= Harry Yansaneh =

Sierra Leonean journalist

Harry Yansaneh (died 28 July 2005) was the acting editor for the For Di People newspaper in Freetown, Sierra Leone, who died after being beaten up by a group of men. Yansaneh accused the men of working for his landlord, Fatamata Hassan Komeh (who was a Member of Parliament for the ruling Sierra Leone People's Party), who had been trying to evict the paper from their building because their reports were critical to the government. Although Komeh and two other men were arrested after Yansaneh's death, no charges were eventually brought.

==Newspaper editor==
Harry Yansaneh was a recent graduate of the journalism school from the University of Sierra Leone, when he became the acting editor of the newspaper For Di People. The managing editor of the newspaper, Paul Kamara, was sentenced to prison for seditious libel in October 2004.

==Attack and death==
For Di People and five other newspapers (The African Champion, The Independent Observer, The Pioneer, The Pool, and The Progress) had rented the building at 1 Short Street in Freetown for over a decade when the landlord died and his wife, Fatamata Hassan Komeh, inherited the building Within a few months, Hassan Komeh (who was a new MP for the SLPP) began efforts to try and evict the newspapers, reportedly for publishing reports critical of the government. The efforts came to a head on 10 May 2005 when two sons of Hassan Komeh and three other men were claimed to have entered the offices of For Di People and damaged computers and other property and assaulted Yansaneh.
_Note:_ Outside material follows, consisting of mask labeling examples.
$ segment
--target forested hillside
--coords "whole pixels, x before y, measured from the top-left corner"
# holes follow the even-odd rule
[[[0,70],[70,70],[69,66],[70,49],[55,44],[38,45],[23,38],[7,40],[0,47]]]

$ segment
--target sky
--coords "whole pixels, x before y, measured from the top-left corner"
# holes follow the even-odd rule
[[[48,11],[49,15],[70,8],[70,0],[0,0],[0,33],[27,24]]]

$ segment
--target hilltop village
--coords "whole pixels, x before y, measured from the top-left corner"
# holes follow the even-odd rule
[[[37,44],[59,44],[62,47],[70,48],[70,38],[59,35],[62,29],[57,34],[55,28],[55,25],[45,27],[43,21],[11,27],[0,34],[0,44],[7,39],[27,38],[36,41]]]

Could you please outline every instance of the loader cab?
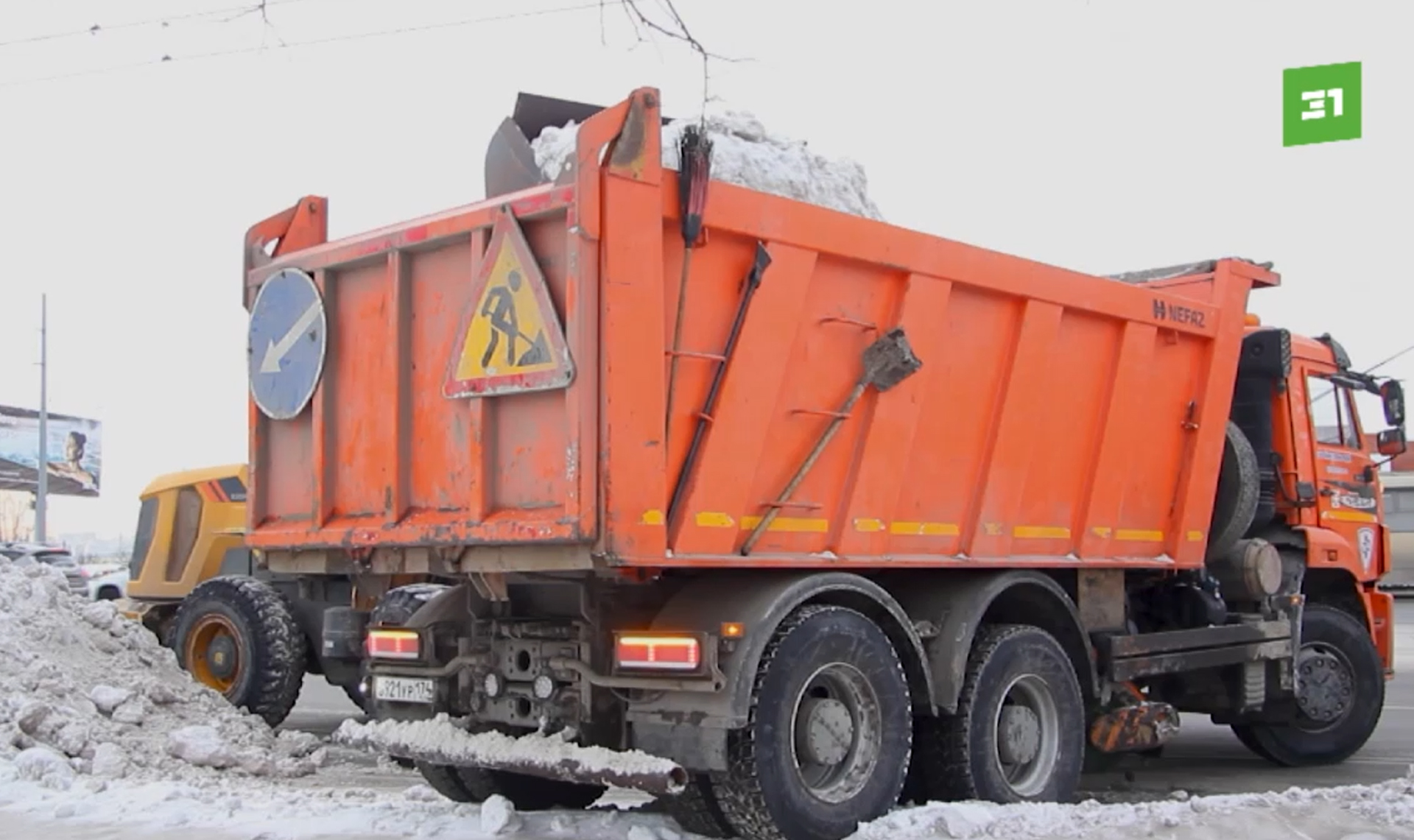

The same day Hassan Komeh shut off the backup power for the building which prevented all of the papers from publishing issues for a number of days.

The attack left Yansaneh unconscious but he was not hospitalized. After regaining consciousness, he accused Komeh of being behind the attack and immediately filed a police report. After a week, the Sierra Leone Association of Journalists (SLAJ) filed a complaint with the Ombudsman of Sierra Leone who filed the complaint directly with the Parliament. As a result of injuries to his kidneys as a result of the attack, Yansaneh died on 28 July 2005 at a hospital in Freetown, the capital of the country.

Following his death, a second complaint from SLAJ resulted in a judicial inquest into the matter which found that Yansaneh died as a result of involuntary manslaughter. As a result of this finding, arrests were made on Hassan Komeh and two men, Olu Campbell and Reginald Bull, on 26 August 2005. Extradition requests were filed for her children Ahmed Komeh, Bai Bureh Komeh, Aminata Komeh who had traveled to the United Kingdom after the incident. All three of those arrested were released on bail soon afterward. The case largely stalled after this, the attorney general decided in 2006 not to push criminal charges, the children were not extradited, and formal charges were not brought against any of those arrested.

==Legacy==
In honor of his efforts, the headquarters for the Sierra Leone Association of Journalists became named the Harry Yansaneh Memorial Hall.